In mood disorders and bipolar disorder research, pooled and individual studies indicate actigraphy-derived metrics (daily activity, wake after sleep onset, sleep efficiency) differ between patients and controls and may change with treatment; however, heterogeneity of devices, small sample sizes, and inconsistent clinical linkage limit current clinical utility and require more research (Tazawa et al., 2019; Difrancesco et al., 2021; Etain/Panchal studies).
For epilepsy/seizure monitoring, multimodal systems combining accelerometry with heart rate and other signals show promise for detecting convulsive nocturnal motor seizures, but sensitivity and false detection rates vary widely across devices and seizure types; non-generalized and non-rhythmic seizures are frequently missed (Van de Vel et al., 2014; Van de Vel pilot 2016; Milosevic et al., 2016).
Accelerometry in movement disorders (e.g., Parkinson disease, essential tremor) can provide objective measures of tremor frequency, amplitude, bradykinesia and dyskinesia and can correlate with clinical scales; some systems (e.g., Kinesia, PKG) produce quantitative scores showing fair-to-good association with clinical/PSG measures and potential utility for longitudinal monitoring, but evidence that accelerometry use improves patient outcomes is insufficient (Godfrey et al., 2008; Cleveland Medical Devices/Kinesia clearance; McGregor et al., 2018; Bove et al., 2018).
In Parkinson disease, specific accelerometry-derived scores (e.g., PKG bradykinesia-based sleep metrics) demonstrated reasonable sensitivity and specificity to distinguish normal vs abnormal PSG and correlated with patient-reported assessments, suggesting utility for screening/monitoring but not replacement of standard testing (McGregor et al., 2018).

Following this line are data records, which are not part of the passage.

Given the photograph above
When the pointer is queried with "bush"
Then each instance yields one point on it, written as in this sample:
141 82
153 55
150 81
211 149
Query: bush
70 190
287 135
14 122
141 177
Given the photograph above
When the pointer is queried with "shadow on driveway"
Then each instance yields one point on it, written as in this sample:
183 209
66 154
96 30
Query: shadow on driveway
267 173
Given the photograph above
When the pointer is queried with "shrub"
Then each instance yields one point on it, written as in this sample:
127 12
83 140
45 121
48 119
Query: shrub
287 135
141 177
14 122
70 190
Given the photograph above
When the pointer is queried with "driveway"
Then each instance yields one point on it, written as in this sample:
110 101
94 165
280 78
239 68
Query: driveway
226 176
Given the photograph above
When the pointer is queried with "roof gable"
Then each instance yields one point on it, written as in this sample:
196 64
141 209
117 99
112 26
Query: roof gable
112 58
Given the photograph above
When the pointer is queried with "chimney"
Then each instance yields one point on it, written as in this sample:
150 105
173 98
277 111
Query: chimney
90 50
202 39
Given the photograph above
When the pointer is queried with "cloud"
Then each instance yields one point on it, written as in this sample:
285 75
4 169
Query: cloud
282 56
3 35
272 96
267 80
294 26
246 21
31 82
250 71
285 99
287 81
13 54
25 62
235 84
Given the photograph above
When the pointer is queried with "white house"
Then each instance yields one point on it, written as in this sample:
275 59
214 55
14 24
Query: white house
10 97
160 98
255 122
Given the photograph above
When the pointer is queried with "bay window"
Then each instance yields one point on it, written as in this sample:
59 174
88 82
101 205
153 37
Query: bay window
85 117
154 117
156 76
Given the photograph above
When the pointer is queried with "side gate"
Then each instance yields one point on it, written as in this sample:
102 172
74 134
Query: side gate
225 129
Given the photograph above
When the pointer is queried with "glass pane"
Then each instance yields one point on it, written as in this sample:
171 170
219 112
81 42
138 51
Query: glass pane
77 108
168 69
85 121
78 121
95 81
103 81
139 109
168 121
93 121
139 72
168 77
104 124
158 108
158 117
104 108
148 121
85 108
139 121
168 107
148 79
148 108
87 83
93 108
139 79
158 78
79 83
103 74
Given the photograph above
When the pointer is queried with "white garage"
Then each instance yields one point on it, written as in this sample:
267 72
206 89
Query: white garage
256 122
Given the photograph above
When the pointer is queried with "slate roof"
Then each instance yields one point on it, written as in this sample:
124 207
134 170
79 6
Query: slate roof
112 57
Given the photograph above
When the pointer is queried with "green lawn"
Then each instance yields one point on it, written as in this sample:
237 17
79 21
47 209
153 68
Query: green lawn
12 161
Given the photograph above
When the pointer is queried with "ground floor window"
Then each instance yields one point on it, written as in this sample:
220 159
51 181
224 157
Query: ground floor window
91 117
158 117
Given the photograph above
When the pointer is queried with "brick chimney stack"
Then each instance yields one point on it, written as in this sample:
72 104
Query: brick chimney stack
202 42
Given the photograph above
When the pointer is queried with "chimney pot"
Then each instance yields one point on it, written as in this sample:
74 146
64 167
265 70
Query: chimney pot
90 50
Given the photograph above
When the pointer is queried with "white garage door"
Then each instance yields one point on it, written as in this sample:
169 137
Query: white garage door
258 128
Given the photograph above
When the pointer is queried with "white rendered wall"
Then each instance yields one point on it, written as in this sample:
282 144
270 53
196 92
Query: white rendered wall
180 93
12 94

In stroke and rehabilitation research, accelerometry yields valid and reliable data on activity, steps, gait asymmetry, and upper-extremity use; however, responsiveness, predictive value, and minimal clinically important differences remain incompletely defined, limiting direct application as a standalone clinical outcome measure (accelerometry stroke literature).
In trials assessing daily life physical activity (DLPA) outcomes (e.g., pulmonary arterial hypertension/TRACE trial), accelerometry-derived endpoints were feasible with high compliance but changes were small, highly variable, and sensitive to environmental factors (season, lifestyle), indicating challenges for endpoint selection, patient selection, and study duration (Howard et al., 2023).

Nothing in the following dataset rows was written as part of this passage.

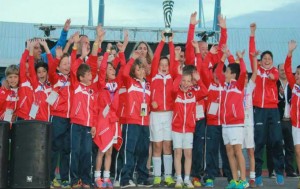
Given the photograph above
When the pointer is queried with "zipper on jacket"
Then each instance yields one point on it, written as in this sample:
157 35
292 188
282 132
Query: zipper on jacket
184 117
131 111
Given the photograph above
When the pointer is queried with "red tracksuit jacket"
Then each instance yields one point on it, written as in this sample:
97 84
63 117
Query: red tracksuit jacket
136 95
25 91
184 113
265 94
162 85
295 101
84 98
41 92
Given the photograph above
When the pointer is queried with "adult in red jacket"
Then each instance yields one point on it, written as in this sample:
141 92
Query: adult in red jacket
201 57
294 83
161 112
266 114
136 142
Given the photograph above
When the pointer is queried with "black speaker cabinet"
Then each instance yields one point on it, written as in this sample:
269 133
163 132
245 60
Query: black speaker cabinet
30 154
4 151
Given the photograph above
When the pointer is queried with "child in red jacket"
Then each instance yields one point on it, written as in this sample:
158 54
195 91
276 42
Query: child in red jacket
294 82
232 115
161 112
184 120
266 115
9 94
108 131
40 109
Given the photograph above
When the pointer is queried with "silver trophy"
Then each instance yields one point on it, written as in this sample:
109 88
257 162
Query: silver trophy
168 9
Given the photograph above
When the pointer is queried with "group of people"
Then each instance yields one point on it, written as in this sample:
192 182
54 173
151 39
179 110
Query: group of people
156 108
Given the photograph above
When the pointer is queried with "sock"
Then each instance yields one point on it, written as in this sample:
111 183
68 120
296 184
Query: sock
97 174
106 175
179 178
168 163
186 178
157 166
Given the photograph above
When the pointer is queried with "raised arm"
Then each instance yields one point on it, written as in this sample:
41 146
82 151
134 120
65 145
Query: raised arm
23 60
242 77
252 46
156 56
172 56
61 41
189 49
254 66
288 64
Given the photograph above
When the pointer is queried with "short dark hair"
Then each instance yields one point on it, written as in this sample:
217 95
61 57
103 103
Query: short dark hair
41 64
235 69
266 52
136 63
164 58
82 69
216 65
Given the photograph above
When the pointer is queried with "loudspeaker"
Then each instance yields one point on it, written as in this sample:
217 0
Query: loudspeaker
4 152
30 152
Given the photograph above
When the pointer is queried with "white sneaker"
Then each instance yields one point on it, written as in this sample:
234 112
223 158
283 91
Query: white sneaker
117 184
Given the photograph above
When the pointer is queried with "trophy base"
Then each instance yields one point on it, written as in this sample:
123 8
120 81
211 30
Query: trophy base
168 32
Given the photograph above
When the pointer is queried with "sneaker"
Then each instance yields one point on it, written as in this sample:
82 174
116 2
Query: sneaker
146 184
209 183
76 185
293 175
179 184
128 185
196 182
169 182
272 175
188 184
117 184
86 186
157 181
242 184
252 183
99 183
258 181
232 184
65 184
107 183
279 179
55 184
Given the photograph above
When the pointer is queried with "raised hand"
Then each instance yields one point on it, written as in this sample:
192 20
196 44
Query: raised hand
292 45
43 42
222 21
255 54
196 76
195 44
171 37
58 52
240 54
213 49
67 25
177 52
163 37
136 54
85 51
76 37
193 19
252 28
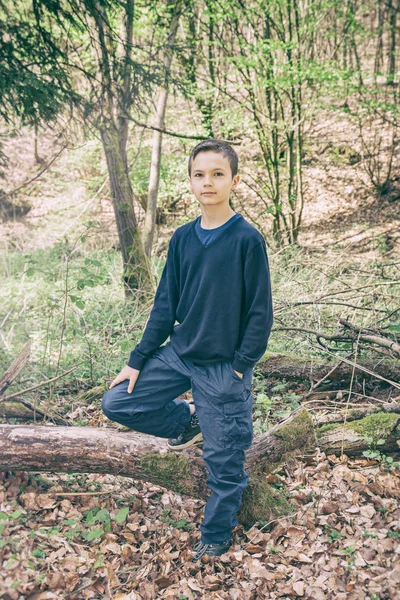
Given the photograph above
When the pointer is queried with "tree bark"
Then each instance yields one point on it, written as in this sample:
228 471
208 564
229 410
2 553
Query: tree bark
137 273
151 210
136 455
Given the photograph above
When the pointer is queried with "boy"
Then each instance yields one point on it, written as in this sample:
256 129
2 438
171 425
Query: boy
216 285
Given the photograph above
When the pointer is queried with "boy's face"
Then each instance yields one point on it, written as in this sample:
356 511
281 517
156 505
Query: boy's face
211 178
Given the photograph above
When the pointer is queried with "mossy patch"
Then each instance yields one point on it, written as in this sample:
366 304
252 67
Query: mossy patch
261 502
373 428
170 471
378 426
299 432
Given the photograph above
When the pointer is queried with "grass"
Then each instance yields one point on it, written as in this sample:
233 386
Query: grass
73 293
66 296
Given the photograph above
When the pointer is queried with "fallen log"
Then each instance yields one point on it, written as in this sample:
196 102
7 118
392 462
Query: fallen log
303 368
144 457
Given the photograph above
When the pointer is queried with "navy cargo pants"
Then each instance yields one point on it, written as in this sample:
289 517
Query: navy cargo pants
223 404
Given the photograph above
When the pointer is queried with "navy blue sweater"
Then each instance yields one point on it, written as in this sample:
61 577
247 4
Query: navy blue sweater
219 295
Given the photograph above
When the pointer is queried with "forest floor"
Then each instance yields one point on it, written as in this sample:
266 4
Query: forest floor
105 537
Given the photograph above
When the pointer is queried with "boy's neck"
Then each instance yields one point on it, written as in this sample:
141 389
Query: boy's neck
213 219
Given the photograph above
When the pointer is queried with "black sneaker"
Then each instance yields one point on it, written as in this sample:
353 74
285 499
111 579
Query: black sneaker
190 435
216 549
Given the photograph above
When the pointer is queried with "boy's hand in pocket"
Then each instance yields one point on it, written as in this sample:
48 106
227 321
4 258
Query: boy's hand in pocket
126 373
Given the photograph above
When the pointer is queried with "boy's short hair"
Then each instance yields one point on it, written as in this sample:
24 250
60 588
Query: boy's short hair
219 146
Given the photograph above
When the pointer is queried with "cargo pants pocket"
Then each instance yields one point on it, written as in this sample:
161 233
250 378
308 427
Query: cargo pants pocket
238 424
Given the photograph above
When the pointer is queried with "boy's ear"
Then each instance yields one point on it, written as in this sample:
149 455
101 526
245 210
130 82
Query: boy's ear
236 180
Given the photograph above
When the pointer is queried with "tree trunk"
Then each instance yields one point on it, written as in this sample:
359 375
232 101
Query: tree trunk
151 209
137 272
136 455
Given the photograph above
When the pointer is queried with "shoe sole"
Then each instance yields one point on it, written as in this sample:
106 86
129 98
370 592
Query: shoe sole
197 438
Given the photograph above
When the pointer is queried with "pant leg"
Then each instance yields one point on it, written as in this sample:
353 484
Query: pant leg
152 407
224 406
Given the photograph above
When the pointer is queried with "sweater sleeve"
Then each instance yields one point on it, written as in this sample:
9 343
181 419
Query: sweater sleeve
258 308
162 317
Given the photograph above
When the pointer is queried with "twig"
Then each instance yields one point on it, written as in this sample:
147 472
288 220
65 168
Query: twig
348 397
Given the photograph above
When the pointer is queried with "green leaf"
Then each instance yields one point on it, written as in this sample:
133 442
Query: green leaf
93 534
122 514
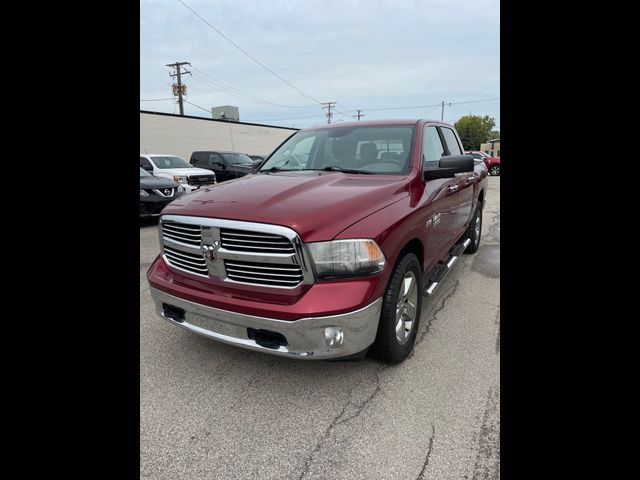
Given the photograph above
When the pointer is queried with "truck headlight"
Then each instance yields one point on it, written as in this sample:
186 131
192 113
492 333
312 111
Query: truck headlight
346 258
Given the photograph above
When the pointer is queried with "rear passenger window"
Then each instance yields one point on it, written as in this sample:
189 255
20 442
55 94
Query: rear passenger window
452 141
432 148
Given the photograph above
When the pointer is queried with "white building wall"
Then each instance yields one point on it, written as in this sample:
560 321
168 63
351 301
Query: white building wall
181 136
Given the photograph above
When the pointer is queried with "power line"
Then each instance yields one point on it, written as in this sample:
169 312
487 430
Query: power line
328 106
230 87
249 55
221 87
180 89
201 108
434 105
293 118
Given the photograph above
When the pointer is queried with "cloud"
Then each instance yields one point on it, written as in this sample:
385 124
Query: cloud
359 53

In critically ill and pediatric populations, accelerometry correlates with direct observation for activity timing but cannot reliably distinguish intensity or voluntary versus involuntary movements, limiting its utility as a sole measure of functional activity in these settings (Verceles & Hager, 2015; eczema trial findings).
Device tolerability and data completeness can be issues (e.g., incomplete datasets, user usability in children); convergent validity with disease-specific severity measures has been low in some trials (e.g., eczema), and responsiveness to change was poor, indicating limited usefulness as an outcome without further methodological refinement (eczema trial; trials cited).

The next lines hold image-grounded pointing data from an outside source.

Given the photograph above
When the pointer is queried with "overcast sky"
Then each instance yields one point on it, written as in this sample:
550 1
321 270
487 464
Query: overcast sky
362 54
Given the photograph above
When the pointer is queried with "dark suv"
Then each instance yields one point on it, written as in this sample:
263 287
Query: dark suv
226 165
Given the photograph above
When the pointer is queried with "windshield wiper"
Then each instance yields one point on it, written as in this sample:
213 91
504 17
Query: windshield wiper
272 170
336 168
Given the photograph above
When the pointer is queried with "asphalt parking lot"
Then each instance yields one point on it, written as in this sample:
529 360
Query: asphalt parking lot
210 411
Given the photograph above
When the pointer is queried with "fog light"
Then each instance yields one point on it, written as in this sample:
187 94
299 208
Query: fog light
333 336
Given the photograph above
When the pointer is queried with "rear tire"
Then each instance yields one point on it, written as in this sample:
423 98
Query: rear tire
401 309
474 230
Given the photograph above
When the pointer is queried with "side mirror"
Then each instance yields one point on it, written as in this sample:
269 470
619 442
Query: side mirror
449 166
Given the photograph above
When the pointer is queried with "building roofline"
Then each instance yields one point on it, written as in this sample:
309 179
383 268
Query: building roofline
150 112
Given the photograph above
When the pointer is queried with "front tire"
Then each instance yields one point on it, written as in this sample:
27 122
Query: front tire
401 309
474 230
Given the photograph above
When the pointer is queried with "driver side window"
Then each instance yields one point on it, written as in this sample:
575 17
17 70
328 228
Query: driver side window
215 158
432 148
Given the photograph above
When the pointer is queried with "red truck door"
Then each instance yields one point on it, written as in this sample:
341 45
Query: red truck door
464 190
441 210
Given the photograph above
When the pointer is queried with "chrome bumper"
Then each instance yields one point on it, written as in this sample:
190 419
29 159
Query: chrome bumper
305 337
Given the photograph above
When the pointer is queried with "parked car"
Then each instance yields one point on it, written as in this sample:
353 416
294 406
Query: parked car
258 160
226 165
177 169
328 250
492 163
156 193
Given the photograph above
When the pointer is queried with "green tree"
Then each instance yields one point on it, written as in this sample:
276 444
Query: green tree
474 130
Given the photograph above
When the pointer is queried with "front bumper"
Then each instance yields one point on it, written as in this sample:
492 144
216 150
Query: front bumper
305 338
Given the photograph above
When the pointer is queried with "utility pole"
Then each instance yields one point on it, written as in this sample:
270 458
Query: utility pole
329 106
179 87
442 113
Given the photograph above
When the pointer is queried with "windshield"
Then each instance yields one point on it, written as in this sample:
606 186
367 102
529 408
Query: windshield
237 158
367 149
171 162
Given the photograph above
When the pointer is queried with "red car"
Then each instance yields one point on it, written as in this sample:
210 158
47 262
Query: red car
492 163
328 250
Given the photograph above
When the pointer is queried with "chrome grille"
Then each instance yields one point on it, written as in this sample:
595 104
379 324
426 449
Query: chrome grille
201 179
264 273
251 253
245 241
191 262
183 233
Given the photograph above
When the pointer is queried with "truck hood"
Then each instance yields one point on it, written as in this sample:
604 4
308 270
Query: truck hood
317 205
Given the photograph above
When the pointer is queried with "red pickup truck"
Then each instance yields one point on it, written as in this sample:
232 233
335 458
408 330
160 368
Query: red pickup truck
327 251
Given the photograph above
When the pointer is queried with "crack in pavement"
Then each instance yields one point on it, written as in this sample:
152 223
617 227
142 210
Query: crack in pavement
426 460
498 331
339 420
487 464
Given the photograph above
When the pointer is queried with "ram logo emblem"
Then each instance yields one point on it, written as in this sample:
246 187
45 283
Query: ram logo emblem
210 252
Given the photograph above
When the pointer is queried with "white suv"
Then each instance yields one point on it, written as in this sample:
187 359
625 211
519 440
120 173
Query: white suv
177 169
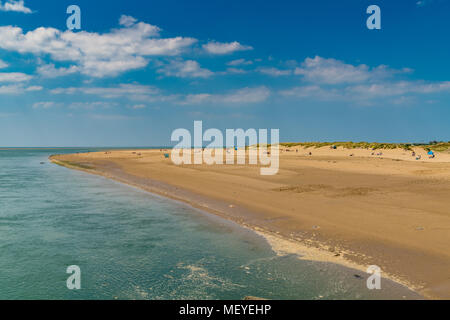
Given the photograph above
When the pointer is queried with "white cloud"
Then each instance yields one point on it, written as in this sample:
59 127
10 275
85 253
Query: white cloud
11 89
127 21
34 88
97 55
331 71
44 105
185 69
14 77
239 62
274 71
3 64
49 71
92 105
214 47
14 6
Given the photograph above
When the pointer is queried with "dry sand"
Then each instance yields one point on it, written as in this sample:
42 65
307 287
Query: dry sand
344 206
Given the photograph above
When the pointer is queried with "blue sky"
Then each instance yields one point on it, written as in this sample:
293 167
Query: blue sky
137 70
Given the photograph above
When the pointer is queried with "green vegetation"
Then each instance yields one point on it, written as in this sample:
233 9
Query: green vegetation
433 145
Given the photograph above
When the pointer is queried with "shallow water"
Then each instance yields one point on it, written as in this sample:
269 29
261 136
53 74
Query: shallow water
130 244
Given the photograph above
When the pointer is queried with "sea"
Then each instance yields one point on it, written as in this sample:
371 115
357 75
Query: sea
132 245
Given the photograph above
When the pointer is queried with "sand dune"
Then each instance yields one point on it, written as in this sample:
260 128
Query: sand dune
353 206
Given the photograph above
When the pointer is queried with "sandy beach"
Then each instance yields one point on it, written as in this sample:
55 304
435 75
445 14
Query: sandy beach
356 207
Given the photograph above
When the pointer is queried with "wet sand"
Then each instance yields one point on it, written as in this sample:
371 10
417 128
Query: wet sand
388 210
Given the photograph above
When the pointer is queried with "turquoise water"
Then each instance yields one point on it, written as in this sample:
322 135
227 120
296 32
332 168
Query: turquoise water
130 244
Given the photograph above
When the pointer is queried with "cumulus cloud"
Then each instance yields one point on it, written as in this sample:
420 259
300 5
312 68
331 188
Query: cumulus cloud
97 55
14 77
214 47
50 71
14 6
44 105
3 64
274 71
185 69
239 62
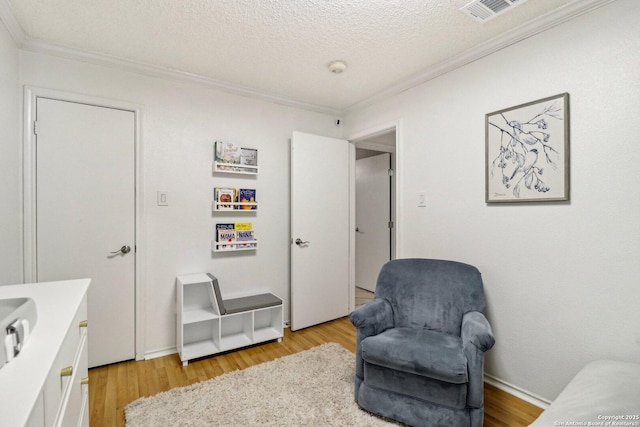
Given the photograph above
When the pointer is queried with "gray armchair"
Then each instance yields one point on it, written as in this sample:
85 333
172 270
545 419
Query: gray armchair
421 342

Overall implication: actigraphy and accelerometry can provide objective, ecologically valid measurements of movement and sleep-related parameters and are useful adjuncts in specific clinical and research contexts (circadian disorders, pre-MSLT monitoring, activity monitoring). However, performance is device- and algorithm-dependent, limited for certain measurements (sleep staging, arousal detection, PLMD diagnosis, non-convulsive seizure detection), and current evidence does not uniformly demonstrate improved clinical outcomes. Careful selection of device, algorithm, population, and endpoints — and in many cases concurrent gold-standard testing (PSG/EMG/EEG) — is necessary.